Given the great technological advances that exist today regarding the diagnosis of breast cancer and the arduous campaigns that seek that more women know how to detect it on time, the two main ways for effective treatment and the possibility of cure continue to be breast self-examination. and the mammogram.
However, there could be a change and a great advance in terms of early detection, since researchers from Massachusetts, United States, discovered that with the help of a device with Artificial Intelligence (AI) breast cancer could be predicted up to five years after it begins to manifest.
This inference arose from research conducted by scientists at the Massachusetts General Hospital and the Massachusetts Institute of Technology (MIT) Science and Artificial Intelligence Laboratory, who, after developing a prediction model based on learning deep (deep learning), detected subtle patterns that could predict the chances of cancer development.
The researchers tested this technology on 90,000 mammogram results from just over 6,000 patients at Massachusetts General Hospital, which were performed from 2009 to 2012. The analysis was based on changes in breast tissue, which are believed to be be the precursors of cancer, in order to avoid confusion regarding hormonal and biological factors.
Artificial intelligence predicted 31 percent of cases in high-risk patients, representing a significant improvement in disease prevention, as previous traditional techniques could only predict 18 percent of these cases.
This AI method, developed by Professor Regina Barzilay, was able to recognize subtle patterns in breast tissue.
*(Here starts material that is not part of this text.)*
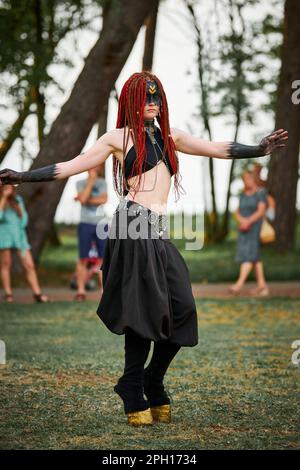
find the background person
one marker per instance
(252, 208)
(13, 221)
(92, 194)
The advance could foresee the possibilities of suffering from it up to five years of manifesting symptoms. In addition, in the future, it will allow the creation of more personalized treatments and will facilitate follow-up, adapting to the specific needs and risks of each patient.
This scientific advance will be equally effective for any race, since the model has been tested in people with racial differences, in order to have a more accurate detection of the disease and, with it, revolutionize early diagnosis for better care. medical.